"PROGRESSIVE EDUCATION" IN THE TEACHING OF PATHOLOGY1

IN an article in the Atlantic Monthly of February, 1921, Mr. Stanwood Cobb describes "A new movement in education." The type of education which he considers has been given the name "Progressive Education." Although the article deals particularly with education in the primary grades, nevertheless, the question arises as to whether or not the principle which directs this movement may have application in more advanced technical education. A fundamental aim is to have the interest of the student aroused before his work is assigned. Although it might be presumed that the mere fact of a student's entrance into a school of medicine presupposes that his interest is sufficiently aroused to dictate the most active work in the furtherance of his technical training, yet all those who have taught in such schools know full well that such is not necessarily the case. The motives underlying the student's selection of a profession sometimes are extrinsic in origin; the purpose may have originated in the minds of parents or others. Again, the aim of the student may be different from the highest ideals of professional work.
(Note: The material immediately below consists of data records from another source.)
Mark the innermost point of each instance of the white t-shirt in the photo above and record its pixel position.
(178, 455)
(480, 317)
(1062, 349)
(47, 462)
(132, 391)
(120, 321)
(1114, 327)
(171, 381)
All too often the student regards certain of his subjects, particularly those of the preclinical years, as of little importance. Therefore, it becomes necessary to arouse interest on the part of a considerable number of students in any given class. Fundamentally, it might be assumed that were the teachers of the preclinical subjects to emphasize continuously the importance of these materials in the subsequent clinical work of the student that would be sufficient, but long experience in teaching pathology where this view has been particularly emphasized shows that even this

1 From the department of pathology, school of medicine of Western Reserve University, Cleveland, Ohio.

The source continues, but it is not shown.